Stanley Kubrick, 1928 - 1999

March 7, 1999

The 20th Century has been a revolutionary time period unrivaled, yet for all the revolutions, none can match the art of motion pictures in nature or scope. Yes, the telephone, the airplane, the computer and other inventions certainly changed things radically, but it is the art of film that has transformed the souls of millions. Motion picture captures the imagination of civilizations like nothing before it, in part thanks to the fact that cinema is an artistic mutt, combining nearly all art forms in a delicious blend which, when done by a master of the craft, entices and manipulates the senses like no other medium. That said, there are few who could even begin to rival the craftsmanship and revolutionary work of Stanley Kubrick, who died today at the age of 70.

After directing a collection of short documentaries and low-budget art films, Kubrick released his first studio-backed work, The Killing, in 1956, a gritty film about a robbery. The film was well received, and he next attempted to adapt Humphrey Cobb's anti-war novel Paths of Glory. In the 1950's, a film about insidious beliefs - like being against the brutality of war - was a dangerously subversive idea, and the project languished in developmental hell, turned down by every studio. Fortunately for Kubrick (and filmgoers), cleft-chinned movie star Kirk Douglas became interested in the project.
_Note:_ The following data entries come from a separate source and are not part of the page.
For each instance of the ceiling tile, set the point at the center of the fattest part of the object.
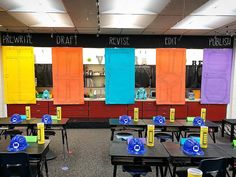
(131, 31)
(110, 31)
(126, 21)
(164, 21)
(82, 13)
(154, 31)
(7, 20)
(182, 7)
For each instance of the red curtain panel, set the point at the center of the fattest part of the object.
(170, 76)
(68, 84)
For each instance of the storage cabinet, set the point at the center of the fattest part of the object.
(99, 110)
(194, 108)
(139, 105)
(70, 111)
(216, 112)
(37, 110)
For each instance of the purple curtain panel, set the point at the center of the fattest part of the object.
(216, 76)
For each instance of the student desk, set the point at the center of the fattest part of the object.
(136, 126)
(154, 156)
(37, 153)
(167, 127)
(179, 159)
(231, 151)
(232, 123)
(213, 127)
(32, 123)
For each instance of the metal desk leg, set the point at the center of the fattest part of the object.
(156, 171)
(112, 134)
(232, 133)
(161, 171)
(114, 170)
(67, 144)
(222, 128)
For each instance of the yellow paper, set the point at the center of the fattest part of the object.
(203, 136)
(27, 112)
(58, 113)
(203, 113)
(172, 114)
(150, 135)
(18, 74)
(41, 136)
(136, 114)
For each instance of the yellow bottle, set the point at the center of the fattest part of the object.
(27, 112)
(41, 136)
(203, 113)
(150, 135)
(136, 116)
(194, 172)
(172, 114)
(58, 113)
(203, 136)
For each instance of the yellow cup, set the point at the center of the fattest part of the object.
(194, 172)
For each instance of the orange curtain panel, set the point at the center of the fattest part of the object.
(18, 74)
(170, 76)
(67, 67)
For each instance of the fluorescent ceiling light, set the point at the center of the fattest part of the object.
(203, 22)
(44, 19)
(132, 6)
(211, 15)
(126, 21)
(33, 5)
(217, 7)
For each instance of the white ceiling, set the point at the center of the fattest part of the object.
(81, 16)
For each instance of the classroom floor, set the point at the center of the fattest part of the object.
(89, 155)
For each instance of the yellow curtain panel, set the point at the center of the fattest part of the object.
(170, 76)
(19, 76)
(68, 83)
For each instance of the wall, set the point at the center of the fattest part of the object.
(3, 112)
(231, 111)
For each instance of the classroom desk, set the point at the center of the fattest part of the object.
(32, 123)
(231, 151)
(154, 156)
(232, 123)
(179, 159)
(135, 126)
(167, 127)
(37, 153)
(213, 127)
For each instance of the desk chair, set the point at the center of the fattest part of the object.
(16, 164)
(124, 136)
(210, 167)
(137, 171)
(163, 136)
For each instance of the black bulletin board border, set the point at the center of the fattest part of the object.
(111, 41)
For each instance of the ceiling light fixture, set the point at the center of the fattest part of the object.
(98, 19)
(211, 15)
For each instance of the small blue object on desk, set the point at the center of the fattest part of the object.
(159, 120)
(47, 119)
(17, 143)
(15, 119)
(136, 146)
(198, 121)
(23, 117)
(125, 120)
(182, 140)
(192, 147)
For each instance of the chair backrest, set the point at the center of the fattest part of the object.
(14, 164)
(213, 167)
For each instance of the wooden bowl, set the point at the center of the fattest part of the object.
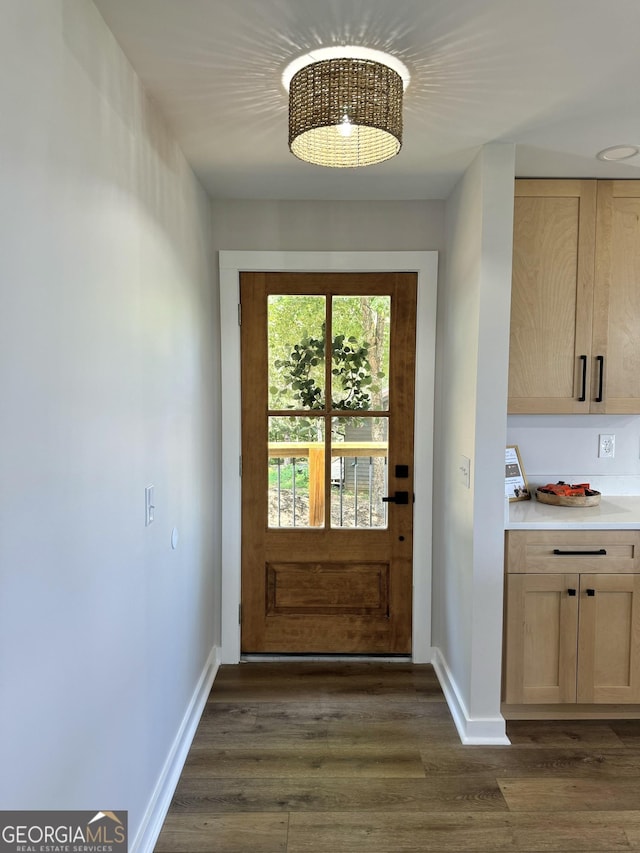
(564, 500)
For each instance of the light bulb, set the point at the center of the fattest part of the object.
(345, 128)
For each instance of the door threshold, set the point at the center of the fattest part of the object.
(270, 658)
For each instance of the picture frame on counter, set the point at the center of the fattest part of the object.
(516, 487)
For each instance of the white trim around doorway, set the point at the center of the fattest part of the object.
(231, 263)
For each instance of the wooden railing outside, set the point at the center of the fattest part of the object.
(314, 452)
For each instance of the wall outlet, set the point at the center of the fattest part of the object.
(607, 447)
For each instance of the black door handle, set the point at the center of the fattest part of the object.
(600, 360)
(601, 552)
(583, 394)
(398, 498)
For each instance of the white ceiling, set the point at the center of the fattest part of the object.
(558, 77)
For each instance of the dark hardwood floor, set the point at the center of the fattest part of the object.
(333, 757)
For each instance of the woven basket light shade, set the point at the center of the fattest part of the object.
(345, 113)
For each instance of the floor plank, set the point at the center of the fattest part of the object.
(227, 833)
(447, 833)
(216, 796)
(341, 757)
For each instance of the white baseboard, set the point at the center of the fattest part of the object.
(485, 731)
(156, 812)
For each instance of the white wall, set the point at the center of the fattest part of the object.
(109, 375)
(328, 225)
(471, 390)
(565, 447)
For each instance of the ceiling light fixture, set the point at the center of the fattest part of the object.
(345, 106)
(618, 152)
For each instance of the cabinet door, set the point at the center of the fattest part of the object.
(552, 296)
(609, 638)
(541, 638)
(616, 319)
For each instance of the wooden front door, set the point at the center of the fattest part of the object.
(328, 364)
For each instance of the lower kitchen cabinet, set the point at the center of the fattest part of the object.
(572, 621)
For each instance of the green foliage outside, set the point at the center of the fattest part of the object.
(297, 347)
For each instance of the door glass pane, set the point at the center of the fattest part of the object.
(296, 472)
(359, 472)
(360, 358)
(296, 344)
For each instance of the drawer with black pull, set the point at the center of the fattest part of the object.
(553, 551)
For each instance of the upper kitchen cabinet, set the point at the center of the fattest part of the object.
(616, 303)
(575, 300)
(552, 296)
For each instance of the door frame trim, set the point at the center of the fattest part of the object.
(231, 264)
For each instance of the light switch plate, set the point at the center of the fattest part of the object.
(149, 505)
(464, 471)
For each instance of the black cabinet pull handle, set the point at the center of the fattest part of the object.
(601, 552)
(583, 393)
(600, 360)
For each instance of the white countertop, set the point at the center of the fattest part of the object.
(612, 513)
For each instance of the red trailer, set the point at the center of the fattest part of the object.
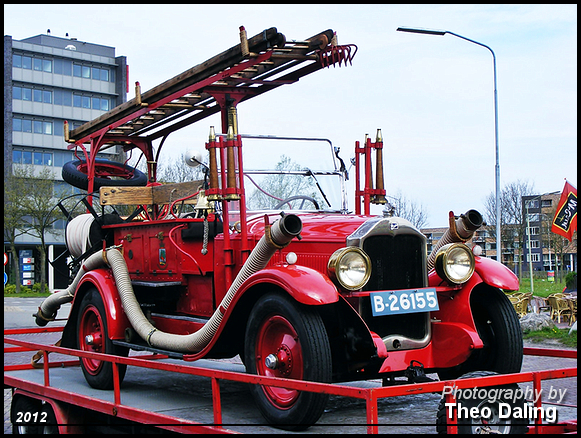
(164, 396)
(266, 261)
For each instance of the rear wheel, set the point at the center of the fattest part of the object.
(93, 337)
(289, 340)
(498, 326)
(485, 403)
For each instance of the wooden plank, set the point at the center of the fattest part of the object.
(126, 195)
(163, 194)
(168, 193)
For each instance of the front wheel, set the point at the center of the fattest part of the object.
(289, 340)
(496, 409)
(93, 337)
(498, 326)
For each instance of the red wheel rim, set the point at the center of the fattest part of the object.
(91, 338)
(277, 337)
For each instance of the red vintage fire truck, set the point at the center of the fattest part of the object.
(296, 283)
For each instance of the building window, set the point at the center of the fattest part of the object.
(26, 94)
(36, 126)
(534, 244)
(26, 125)
(535, 258)
(532, 203)
(63, 67)
(26, 157)
(27, 62)
(37, 95)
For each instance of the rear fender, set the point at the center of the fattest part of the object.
(496, 274)
(103, 281)
(305, 285)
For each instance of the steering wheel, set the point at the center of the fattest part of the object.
(294, 198)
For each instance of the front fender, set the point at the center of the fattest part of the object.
(103, 281)
(305, 285)
(496, 274)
Douglas signed on, and soon after Kubrick got his film in 1958, still considered a classic. For most lesser directors, it would be a crown jewel in their career. For Kubrick, however, it was only a start, and he never looked back.

In 1960, Kubrick again directed Douglas in Spartacus, a gladiator epic about a slave rebellion against the Roman empire written by blacklisted screenwriter Dalton Trumbo. Following in the footsteps of Ben-Hur, Spartacus was a box-office hit and critical smash. Kubrick, however, was dissatisfied with his lack of control over the project. Nonetheless, the success of Spartacus allowed him more freedom, and in 1962 he exploited that freedom to adapt Vladimir Nabokov's novel Lolita, the still scandalous novel of a middle aged man's shameful obsession for a teenage girl. The film itself is perhaps a bit of a disappointment, but given that it was 1962, the mere presentation of such a taboo matter was like opening a floodgate, and today Lolita is considered one of the first shots fired in the great cinematic revolution of the sixties and seventies.

At this point, Kubrick was already considered among the finest of filmmakers. Yet nothing would prepare viewers for what was to become. Over the next dozen years, he would only make three films. Yet, in terms of quality and influence, these twelve years were the most productive of his life, and the trio of masterpieces he made have left a mark on cinema that may be unequaled.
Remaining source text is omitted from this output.